Making the substitutions into the elliptic curve equation
$$\left(\frac{Y}{Z}\right)^2 = \left(\frac{X}{Z}\right)^3 + a\left(\frac{X}{Z}\right) + b$$
We can multiply by $Z^3$ and get the equation
$$ZY^2 = X^3 + aZ^2 + bZ^3$$
If we want to sum $P$ and $Q$ to yield $R = P + Q$ in projective space, we can use the formulae:
$Z_R = Z_PZ_Q(X_PZ_Q-X_QZ_P)^3$
$X_R = (X_PZ_Q-X_QZ_P)(Z_QZ_P(Y_PZ_Q-Y_QZ_P)^2 - (X_PZ_Q-X_QZ_P)^2(X_PZ_Q+X_QZP))$
$Y_R = Z_PZ_Q(X_QY_P-X_PY_Q)(X_PZ_Q-X_QZ_P)^2 - (Y_PZ_Q-Y_QZ_P)A$
$A = Z_PZ_Q(Y_PZ_Q-Y_QZ_P)^2 - (X_PZ_Q+X_QZ_P)(X_PZ_Q-X_QZ_P)^2$.
This looks more complicated and difficult than the simple formulae for 2 dimensional (2-d) space. However, we do not have to calculate any inverses! To get the sum, we have to perform 12 multiplications and 2 squarings. In 2-d, we have 2 multiplications, one squaring and one inversion. Inversions can be 20 times or more expensive than multiplications, so we've saved at least 10 multiplications (some authors say inversions are about 80 times more expensive than multiplications).
Some curves can go even faster. If $x^3 + ax + b$ has a solution in $\mathcal{F_p}$, we can work with an equivalent Jacobi quartic $v^2 = a^\prime u^4 + du^2 + 1$, where $a^\prime$ and $d$ depend on the root. We can transform the curve $(u,v)$ to 3-d space $(U,V,W)$ using $u = U/W$ and $v = V / W^2$ and get the equation
$$V^2 = a^\prime U^4 + dU^2 W^2 + W^4$$
If we want to sum $P_3 = P_1+P_2$, in these coordinates we have:
$U_3 = U_1W_1V_2 + U_2W_2V_1$
$V_3 = ((W_1 W_2)^2 + a^\prime (U_1 U_2)^2)(V_1 V_2 + dU_1 U_2 W_1 W_2) + 2a^\prime U_1 U_2 W_1 W_2 ({U_1}^2 {W_2}^2 + {U_2}^2 {W_1}^2)$
$W_3 = (W_1 W_2)^2 - a^\prime (U_1 U_2)^2$
These allow us to further reduce the costs for adding to 6 multiplications and 4 squarings. Other models with fast implementations are Edwards curves and Montgomery curves, which have some of the fastest implementations.
Montgomery curves satisfy the following equation
$$By^2 = x^3 + Ax^2 + x$$
where $B(A^2-4)\neq 0$. This expression can be cast in the Weierstrass form by making some transformation.
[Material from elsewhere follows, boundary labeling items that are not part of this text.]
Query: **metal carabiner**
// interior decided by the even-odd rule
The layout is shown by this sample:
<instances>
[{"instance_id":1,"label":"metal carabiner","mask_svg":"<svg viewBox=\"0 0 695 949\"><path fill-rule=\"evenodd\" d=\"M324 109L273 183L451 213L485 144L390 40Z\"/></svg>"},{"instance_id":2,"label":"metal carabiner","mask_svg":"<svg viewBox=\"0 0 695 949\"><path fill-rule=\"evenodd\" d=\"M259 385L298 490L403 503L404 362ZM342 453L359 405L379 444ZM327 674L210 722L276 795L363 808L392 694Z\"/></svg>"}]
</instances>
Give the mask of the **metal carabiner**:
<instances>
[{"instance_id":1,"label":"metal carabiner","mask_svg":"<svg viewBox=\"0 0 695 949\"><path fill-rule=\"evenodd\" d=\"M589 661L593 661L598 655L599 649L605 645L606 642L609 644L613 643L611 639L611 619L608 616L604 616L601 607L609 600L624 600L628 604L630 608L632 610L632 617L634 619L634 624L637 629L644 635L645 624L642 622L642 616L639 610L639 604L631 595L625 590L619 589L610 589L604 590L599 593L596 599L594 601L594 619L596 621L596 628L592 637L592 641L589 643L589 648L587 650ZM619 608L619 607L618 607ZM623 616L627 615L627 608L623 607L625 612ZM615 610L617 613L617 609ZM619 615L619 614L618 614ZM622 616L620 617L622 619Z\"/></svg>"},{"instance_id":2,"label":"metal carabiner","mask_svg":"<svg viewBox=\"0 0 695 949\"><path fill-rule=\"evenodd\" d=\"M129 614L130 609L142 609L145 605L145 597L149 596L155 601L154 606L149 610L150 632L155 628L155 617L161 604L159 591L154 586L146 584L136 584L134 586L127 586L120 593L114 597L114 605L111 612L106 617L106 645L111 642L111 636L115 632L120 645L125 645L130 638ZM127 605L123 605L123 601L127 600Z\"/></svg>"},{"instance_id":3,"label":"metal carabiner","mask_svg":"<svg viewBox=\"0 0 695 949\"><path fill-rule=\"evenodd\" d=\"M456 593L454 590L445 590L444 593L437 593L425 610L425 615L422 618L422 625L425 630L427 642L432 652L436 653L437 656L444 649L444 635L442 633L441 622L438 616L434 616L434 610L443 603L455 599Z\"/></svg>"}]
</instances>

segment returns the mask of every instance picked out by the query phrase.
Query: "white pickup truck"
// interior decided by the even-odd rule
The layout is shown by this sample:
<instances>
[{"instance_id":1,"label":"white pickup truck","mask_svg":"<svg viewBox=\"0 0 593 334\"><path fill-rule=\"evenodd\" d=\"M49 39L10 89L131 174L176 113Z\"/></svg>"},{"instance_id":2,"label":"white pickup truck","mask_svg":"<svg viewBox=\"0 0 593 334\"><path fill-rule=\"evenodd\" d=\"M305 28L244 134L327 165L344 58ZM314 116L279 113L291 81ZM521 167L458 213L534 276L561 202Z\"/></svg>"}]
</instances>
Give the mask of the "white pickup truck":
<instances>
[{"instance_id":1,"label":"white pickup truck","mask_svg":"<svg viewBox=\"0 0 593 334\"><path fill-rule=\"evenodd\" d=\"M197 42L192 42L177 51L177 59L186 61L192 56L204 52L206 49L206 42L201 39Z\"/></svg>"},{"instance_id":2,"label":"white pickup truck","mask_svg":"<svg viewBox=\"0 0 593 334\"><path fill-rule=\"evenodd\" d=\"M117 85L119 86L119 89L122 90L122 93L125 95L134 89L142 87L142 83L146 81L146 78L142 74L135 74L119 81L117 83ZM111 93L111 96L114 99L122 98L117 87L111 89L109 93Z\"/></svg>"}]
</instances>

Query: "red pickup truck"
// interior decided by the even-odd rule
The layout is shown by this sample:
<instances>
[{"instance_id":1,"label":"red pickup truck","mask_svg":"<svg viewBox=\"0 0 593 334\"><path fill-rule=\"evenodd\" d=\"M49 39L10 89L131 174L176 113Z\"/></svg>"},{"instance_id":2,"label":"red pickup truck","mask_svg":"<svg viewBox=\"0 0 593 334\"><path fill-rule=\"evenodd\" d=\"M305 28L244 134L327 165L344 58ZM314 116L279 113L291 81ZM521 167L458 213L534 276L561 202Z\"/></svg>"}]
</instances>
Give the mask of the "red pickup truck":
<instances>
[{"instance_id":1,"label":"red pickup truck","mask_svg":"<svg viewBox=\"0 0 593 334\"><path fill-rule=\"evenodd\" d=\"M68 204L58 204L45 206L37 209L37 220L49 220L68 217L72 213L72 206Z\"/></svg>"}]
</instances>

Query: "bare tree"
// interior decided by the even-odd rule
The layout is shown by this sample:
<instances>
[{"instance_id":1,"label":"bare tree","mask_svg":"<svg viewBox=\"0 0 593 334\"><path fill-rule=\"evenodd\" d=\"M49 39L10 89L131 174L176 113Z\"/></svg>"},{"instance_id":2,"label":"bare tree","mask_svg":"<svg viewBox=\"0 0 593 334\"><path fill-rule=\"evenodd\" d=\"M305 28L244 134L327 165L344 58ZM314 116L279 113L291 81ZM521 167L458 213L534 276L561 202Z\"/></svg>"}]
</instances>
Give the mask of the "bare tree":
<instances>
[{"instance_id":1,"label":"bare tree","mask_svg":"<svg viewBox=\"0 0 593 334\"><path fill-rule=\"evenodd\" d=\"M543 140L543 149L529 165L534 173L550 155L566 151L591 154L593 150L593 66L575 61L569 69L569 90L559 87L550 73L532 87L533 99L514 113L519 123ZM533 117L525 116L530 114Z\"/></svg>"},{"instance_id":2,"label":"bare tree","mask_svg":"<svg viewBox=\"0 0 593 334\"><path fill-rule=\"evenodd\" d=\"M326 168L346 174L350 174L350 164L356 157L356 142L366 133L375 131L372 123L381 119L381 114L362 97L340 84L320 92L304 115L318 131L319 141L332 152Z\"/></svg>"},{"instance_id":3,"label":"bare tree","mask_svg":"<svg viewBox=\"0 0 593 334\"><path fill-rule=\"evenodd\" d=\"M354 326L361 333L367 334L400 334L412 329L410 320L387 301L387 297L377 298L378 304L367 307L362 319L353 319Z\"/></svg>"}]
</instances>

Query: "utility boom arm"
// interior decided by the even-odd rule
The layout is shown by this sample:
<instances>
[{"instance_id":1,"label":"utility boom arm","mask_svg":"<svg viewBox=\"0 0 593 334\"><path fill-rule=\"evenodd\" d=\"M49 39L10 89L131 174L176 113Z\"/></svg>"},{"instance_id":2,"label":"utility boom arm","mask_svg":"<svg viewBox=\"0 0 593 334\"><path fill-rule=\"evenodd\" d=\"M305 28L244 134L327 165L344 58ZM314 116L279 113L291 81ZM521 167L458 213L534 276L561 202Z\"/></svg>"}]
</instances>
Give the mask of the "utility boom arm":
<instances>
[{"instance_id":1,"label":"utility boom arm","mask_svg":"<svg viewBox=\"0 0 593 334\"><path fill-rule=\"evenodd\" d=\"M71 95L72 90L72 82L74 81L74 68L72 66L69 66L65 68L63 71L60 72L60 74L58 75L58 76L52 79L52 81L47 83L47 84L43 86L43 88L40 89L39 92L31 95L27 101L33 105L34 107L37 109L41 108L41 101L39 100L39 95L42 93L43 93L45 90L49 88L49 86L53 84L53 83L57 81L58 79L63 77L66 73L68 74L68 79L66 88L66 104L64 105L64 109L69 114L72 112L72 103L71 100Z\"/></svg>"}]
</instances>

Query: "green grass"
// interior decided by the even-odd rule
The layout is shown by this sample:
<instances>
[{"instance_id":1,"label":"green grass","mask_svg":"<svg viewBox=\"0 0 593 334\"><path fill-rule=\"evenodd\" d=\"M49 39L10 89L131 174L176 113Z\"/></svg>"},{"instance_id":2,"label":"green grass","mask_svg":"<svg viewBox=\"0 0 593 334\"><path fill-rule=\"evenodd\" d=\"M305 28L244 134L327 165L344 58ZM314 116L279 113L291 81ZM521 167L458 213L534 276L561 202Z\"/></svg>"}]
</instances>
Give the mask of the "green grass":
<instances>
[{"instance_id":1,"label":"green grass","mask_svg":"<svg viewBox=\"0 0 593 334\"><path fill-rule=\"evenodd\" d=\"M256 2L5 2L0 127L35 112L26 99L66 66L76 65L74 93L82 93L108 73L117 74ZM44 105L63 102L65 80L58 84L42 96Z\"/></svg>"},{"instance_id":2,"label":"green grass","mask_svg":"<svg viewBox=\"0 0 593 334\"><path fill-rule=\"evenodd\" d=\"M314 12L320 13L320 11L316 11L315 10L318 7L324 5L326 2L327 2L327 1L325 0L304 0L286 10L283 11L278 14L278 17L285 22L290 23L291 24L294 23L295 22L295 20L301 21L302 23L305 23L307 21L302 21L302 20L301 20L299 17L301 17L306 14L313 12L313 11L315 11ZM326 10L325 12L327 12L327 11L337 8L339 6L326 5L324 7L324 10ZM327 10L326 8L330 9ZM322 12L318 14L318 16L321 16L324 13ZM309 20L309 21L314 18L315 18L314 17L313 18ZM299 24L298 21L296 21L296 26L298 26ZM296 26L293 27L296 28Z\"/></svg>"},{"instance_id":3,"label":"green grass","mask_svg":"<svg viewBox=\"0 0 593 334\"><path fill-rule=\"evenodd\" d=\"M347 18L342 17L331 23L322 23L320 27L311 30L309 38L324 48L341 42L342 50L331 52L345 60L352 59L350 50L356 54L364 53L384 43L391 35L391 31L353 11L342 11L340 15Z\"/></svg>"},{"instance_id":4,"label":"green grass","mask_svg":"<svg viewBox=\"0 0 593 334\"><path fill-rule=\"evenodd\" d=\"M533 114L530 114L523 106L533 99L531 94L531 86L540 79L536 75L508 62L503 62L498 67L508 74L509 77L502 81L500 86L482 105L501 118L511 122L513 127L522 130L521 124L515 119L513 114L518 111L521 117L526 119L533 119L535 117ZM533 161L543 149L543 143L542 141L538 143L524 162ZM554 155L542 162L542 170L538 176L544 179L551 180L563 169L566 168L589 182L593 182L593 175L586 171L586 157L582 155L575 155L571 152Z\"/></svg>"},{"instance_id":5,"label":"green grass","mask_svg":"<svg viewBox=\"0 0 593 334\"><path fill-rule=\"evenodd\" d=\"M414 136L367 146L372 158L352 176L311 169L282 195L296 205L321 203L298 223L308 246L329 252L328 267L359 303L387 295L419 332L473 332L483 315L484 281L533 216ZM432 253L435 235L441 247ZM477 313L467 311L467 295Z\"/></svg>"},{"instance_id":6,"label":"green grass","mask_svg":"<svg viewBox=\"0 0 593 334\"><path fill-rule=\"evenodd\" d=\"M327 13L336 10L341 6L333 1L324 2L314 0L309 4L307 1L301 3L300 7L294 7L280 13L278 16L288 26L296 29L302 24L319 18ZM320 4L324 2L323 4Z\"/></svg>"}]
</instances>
If we take $(x,y)$ and map it to $(x^\prime , y^\prime)$ given by $(x,y) \rightarrow (x/B+A/3B,y/B)$, we get
$$y^2 = x^3 + \left(\frac{3 - A^2}{ 3B^2 }\right)x + \frac{2A^3 - 9A}{27B^3}$$
Transforming a Weierstrass curve into a Montgomery curve is not always possible, though. The order of the group must be divisible by $4$ and $x^3 + ax + b = 0$ must have a solution.
Montgomery curves can also be related to twisted Edwards curves, which obey the following equation
$$ax^2 + y^2 = 1+dx^2 y^2$$
The parameters are related via $A=2(a+d)/(a-d)$ and $B=4/(a-d)$. We say these two curves are birrationally equivalent. For example, the well-known Edwards curve 25519, with $p = 2^{255}-19$ is (birrationally) equivalent to the Montgomery curve $t^2 = u^3 + 486662u^2 + u$. The mappings are
$(x,y) = (\sqrt{-486664}u/t,(u-1)/(u+1))$
$(u,t) = ((1+y)/(1-y),\sqrt{-486664}(1+y)/(x(1-y)))$
Montgomery curves have some interesting properties that lend themselves to constant time implementation. We can work in projective coordinates just using the $x$ component, with the transformation $x=X/Z$. Doubling a point takes the simple form:
$4R = (X_1+Z_1)^2 - (X_1-Z_1)^2$
$X_2 = (X_1+Z_1)^2 (X_1-Z_1)^2$
$Z_2 = R((X_1-Z_1)^2 + ((A+2)/4)R)$
Twisted Edwards curves have there advantages, too. The expressions for point addition and doubling are the same. Given $P_1 = (x_1 , y_1)$, $P_2 = (x_2,y_2)$ we get
$x_3 = \frac{x_1y_2 + x_2y_1}{1 + dx_1x_2y_1y_2}$
$y_3 = \frac{y_1y_2 - ax_1x_2}{1 - dx_1x_2y_1y_2}$
If we let $x_1 = x_2$ and $y_1 = y_2$ we get the expressions for point doubling. There are several alternatives to speeding up the calculations, such as projective, inverted or extended coordinates.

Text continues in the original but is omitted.